Casterman/coll. écriture - 2004

 

 

 

     Après Quartier Lointain et la réédition du Journal de mon Père, Casterman nous offre en français une nouvelle œuvre de Taniguchi dans leur collection écriture. Adaptés de nouvelles d’Utsumi, le mangaka nous propose dans l’Orme du Caucase huit magnifiques courts récits qui traitent des thèmes favoris de l’auteur et sont assez proches de ceux développés dans les deux œuvres de Taniguchi citées auparavant .

 

    Ces récits mettent en scène des individus, hommes ou femmes, enfants, adultes ou vieillards, qui se trouvent confrontés à leur passé, à un événement de leur vie, et souvent à des sentiments longtemps refoulés qui finissent par exploser.
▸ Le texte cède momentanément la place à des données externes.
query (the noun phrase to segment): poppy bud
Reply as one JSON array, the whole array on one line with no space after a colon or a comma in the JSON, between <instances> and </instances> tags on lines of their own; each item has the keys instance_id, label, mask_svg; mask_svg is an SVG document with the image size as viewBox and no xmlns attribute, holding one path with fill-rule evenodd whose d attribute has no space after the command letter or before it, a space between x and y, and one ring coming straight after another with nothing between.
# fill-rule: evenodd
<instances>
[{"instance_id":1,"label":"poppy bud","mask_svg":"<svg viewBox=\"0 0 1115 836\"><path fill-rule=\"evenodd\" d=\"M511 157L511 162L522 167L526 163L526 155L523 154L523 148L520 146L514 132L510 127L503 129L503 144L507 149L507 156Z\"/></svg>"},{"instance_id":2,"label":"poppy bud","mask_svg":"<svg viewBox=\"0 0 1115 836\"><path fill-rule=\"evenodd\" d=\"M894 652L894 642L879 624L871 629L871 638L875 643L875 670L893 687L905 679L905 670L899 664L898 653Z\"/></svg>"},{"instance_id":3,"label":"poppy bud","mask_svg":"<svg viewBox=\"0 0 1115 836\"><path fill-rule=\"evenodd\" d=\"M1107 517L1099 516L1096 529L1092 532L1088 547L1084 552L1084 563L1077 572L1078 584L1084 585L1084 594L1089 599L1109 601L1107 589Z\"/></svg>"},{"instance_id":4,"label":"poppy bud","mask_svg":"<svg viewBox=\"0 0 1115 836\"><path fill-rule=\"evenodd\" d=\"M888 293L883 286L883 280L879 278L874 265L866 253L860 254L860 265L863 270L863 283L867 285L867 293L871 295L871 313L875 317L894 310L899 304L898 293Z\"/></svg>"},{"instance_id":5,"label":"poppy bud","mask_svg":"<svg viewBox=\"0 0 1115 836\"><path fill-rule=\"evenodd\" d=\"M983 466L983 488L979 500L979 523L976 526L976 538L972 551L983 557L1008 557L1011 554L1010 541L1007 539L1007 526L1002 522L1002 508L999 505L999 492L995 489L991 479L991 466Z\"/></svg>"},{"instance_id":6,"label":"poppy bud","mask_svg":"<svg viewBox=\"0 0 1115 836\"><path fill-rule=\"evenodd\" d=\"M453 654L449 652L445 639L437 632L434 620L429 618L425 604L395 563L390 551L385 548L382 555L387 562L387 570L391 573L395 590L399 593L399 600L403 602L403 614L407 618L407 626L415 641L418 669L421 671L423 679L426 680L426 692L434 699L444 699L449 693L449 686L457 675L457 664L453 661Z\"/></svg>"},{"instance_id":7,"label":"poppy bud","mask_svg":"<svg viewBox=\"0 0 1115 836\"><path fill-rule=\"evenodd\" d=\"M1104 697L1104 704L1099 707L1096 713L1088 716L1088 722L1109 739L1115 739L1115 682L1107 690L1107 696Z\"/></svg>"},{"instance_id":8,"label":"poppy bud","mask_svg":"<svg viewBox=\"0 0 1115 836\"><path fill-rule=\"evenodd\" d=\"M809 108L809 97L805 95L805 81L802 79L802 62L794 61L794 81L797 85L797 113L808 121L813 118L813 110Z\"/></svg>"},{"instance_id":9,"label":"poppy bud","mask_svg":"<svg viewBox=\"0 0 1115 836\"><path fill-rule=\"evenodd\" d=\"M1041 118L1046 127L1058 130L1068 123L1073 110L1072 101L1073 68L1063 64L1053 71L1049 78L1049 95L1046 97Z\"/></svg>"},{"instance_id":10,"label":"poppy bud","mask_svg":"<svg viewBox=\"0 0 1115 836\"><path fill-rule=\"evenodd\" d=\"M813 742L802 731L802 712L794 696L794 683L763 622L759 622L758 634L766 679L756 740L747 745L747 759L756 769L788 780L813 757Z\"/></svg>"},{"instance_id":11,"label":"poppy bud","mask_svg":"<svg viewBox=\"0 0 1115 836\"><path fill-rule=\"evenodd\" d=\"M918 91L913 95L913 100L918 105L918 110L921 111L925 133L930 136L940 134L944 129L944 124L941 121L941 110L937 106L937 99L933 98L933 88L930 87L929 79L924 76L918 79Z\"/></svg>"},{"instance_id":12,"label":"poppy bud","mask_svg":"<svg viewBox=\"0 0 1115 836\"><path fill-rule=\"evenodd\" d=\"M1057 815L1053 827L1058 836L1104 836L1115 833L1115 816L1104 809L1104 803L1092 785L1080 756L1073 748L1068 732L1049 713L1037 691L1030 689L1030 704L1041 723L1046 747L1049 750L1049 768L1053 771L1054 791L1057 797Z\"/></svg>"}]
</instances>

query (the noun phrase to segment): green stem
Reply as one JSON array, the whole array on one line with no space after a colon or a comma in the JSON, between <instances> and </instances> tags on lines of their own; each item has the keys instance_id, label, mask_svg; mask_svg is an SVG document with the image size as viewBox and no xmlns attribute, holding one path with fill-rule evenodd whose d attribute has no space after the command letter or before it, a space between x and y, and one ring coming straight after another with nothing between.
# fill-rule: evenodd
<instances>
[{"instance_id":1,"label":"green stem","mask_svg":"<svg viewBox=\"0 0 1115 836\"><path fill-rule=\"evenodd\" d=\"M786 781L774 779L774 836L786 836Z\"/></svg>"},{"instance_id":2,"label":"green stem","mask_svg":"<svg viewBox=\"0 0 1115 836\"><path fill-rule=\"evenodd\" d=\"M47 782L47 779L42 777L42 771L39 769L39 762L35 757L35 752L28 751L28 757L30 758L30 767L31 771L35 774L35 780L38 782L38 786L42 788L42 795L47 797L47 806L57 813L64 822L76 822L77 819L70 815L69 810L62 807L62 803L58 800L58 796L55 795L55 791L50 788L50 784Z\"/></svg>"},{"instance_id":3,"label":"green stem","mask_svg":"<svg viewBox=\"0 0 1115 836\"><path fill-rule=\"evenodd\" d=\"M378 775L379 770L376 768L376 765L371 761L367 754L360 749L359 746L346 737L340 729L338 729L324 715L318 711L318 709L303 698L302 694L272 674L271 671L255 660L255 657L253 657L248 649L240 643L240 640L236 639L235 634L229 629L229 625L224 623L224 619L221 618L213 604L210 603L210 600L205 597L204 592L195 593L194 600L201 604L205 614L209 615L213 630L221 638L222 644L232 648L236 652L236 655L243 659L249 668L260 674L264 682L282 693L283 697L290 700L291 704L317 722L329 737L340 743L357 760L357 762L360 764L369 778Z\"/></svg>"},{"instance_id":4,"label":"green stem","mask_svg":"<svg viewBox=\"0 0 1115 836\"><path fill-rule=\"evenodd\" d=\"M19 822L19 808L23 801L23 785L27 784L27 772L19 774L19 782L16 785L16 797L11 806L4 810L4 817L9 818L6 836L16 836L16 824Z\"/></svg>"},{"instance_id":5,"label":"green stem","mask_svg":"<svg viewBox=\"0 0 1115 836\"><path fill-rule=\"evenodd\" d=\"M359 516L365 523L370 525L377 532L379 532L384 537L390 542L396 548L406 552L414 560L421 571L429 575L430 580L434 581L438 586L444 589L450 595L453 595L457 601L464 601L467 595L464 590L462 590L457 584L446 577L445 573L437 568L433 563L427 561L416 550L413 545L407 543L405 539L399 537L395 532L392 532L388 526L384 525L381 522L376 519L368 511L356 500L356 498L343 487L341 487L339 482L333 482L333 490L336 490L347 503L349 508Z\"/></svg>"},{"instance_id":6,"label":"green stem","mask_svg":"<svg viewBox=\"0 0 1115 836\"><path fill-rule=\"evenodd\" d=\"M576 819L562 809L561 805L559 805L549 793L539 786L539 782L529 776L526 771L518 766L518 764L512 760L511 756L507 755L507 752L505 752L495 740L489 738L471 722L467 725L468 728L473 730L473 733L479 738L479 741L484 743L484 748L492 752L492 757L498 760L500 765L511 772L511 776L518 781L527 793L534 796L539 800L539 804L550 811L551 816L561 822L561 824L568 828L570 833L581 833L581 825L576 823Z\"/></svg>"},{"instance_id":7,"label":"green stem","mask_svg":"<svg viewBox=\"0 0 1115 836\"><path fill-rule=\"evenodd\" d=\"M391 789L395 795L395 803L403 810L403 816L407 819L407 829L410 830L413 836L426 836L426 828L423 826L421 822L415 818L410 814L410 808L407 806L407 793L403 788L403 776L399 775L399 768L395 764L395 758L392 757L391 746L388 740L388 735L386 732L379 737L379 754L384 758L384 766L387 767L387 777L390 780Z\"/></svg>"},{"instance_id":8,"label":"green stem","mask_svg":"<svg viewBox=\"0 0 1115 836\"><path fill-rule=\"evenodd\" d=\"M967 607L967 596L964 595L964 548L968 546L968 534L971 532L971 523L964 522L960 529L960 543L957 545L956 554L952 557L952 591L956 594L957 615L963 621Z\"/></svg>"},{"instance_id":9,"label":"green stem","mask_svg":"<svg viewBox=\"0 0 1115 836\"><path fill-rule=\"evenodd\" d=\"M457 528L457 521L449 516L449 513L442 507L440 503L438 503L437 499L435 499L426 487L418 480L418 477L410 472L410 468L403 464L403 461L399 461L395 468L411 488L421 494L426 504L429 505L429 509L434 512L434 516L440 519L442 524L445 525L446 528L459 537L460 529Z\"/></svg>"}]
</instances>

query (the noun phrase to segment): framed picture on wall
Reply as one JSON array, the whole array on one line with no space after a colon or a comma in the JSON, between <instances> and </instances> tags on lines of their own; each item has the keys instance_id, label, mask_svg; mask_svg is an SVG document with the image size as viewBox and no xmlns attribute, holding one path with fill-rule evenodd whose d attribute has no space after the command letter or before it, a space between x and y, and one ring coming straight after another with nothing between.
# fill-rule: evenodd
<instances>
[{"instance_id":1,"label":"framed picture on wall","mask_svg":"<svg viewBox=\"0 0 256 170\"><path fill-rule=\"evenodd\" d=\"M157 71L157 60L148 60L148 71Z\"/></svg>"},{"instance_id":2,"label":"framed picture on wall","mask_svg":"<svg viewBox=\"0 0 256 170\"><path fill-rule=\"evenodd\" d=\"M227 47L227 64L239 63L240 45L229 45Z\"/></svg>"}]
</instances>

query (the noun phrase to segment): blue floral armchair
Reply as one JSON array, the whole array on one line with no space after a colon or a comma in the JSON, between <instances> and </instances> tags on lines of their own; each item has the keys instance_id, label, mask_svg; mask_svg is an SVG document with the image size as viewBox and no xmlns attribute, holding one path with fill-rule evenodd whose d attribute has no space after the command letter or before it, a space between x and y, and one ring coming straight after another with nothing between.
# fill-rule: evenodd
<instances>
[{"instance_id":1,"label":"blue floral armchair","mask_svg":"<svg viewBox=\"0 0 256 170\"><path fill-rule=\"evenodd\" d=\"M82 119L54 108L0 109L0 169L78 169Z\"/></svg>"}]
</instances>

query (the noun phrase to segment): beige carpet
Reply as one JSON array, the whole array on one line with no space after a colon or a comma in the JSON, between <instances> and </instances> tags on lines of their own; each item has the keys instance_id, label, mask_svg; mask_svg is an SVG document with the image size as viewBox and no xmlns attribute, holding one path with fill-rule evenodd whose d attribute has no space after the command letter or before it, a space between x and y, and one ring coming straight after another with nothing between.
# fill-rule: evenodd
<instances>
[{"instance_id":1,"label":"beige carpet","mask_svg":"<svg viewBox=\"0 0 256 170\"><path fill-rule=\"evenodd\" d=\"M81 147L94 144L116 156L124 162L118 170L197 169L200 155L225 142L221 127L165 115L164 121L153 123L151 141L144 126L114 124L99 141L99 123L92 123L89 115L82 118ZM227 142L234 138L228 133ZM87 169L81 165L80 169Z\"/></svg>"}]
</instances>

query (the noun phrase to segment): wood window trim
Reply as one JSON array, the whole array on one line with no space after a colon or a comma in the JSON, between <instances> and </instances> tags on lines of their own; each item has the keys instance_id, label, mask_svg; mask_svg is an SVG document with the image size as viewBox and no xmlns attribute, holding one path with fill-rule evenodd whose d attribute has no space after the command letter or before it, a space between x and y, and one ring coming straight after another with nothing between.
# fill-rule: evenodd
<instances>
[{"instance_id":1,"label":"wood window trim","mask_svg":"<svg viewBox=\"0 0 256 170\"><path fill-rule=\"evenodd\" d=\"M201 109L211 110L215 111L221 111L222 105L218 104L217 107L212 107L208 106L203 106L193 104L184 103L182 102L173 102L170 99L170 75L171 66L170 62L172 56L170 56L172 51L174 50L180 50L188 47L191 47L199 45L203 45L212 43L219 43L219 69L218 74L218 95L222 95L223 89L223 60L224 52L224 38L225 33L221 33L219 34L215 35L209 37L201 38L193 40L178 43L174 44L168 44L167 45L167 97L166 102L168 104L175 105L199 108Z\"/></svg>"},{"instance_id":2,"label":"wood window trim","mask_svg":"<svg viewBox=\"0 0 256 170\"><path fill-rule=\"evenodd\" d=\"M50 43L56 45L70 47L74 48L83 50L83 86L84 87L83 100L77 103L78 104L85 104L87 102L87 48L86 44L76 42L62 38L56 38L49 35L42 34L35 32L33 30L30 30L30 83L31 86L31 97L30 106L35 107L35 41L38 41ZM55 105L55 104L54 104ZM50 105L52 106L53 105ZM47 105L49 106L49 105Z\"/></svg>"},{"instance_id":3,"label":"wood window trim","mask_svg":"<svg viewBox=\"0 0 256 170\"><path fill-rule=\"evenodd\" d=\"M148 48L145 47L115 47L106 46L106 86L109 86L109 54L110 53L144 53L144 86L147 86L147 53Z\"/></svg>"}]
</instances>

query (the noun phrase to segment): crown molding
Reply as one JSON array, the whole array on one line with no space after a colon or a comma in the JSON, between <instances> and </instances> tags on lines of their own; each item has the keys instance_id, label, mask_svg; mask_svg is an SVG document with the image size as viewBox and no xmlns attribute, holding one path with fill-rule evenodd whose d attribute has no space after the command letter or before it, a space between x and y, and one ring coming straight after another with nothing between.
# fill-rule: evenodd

Que ce soit par la retrouvaille avec un membre de sa famille que l’on n’avait pas vu depuis de nombreuses années (« la petite fille à la poupée », « la vie de mon frère », « le parapluie », « son pays natal ») ou par un autre événement, les personnages sont amenés à prendre un regard rétrospectif sur leur vie et les années écoulées. Mais ce regard rétrospectif n’est absolument pas ici un regard nostalgique mais l’occasion, au contraire, pour les personnages, de faire resurgir à la surfaces des émotions enfouies, de s’interroger sur la façon dont ils ont mené leur vie. Ainsi, cela engendre, dans la grande majorité de ces huit nouvelles, un appel aux « larmes différées », qui resurgissent chez certains personnages et se communiquent au lecteur. Taniguchi use tout au long des ces récits de bons sentiments, mais sans jamais sombrer dans la mièvrerie, sans jamais tomber dans la facilité.

 

    Après, l’orme du Caucase nous donne à voir un sublime tableau de la société japonaise, traversé par une « modernité », une évolution constante dans son fonctionnement. En effet, plusieurs de ces récits nous donnent à voir des personnes âgées tiraillées par la demande de leur enfant de venir vivre sous leur toit. Pourtant, bien loin de nous présenter la famille élargie japonaise comme un modèle inaltérable, les auteurs nous montrent au contraire de manière saisissante les changements profonds qui sont en train de s’ancrer durablement dans les mentalités. Ainsi, dans « la vie de mon frère », l’un des personnages, âgé de 69 ans, est parti depuis plusieurs années de la maison de son fils, refusant d’être un fardeau et de vivre sous un toit commun, et préférant travailler. Pour autant, on peut remarquer que le choix semble se faire entre vivre tranquillement une retraite dans la maison de son fils, ou alors continuer à travailler afin de vivre seul, et à aucun moment, le personnage ne semble envisager la possibilité de vivre seul à la retraite.

 

    L’orme du Caucase montre une nouvelle fois la preuve du talent de Jirô Taniguchi, capable comme quasiment aucun autre auteur d’émouvoir ses lecteurs en si peu de pages, en rendant parfaitement sensible le temps qui passe. A travers des personnages remplis d’humilité,  des histoires touchantes, le mangaka nous offre encore une œuvre absolument indispensable.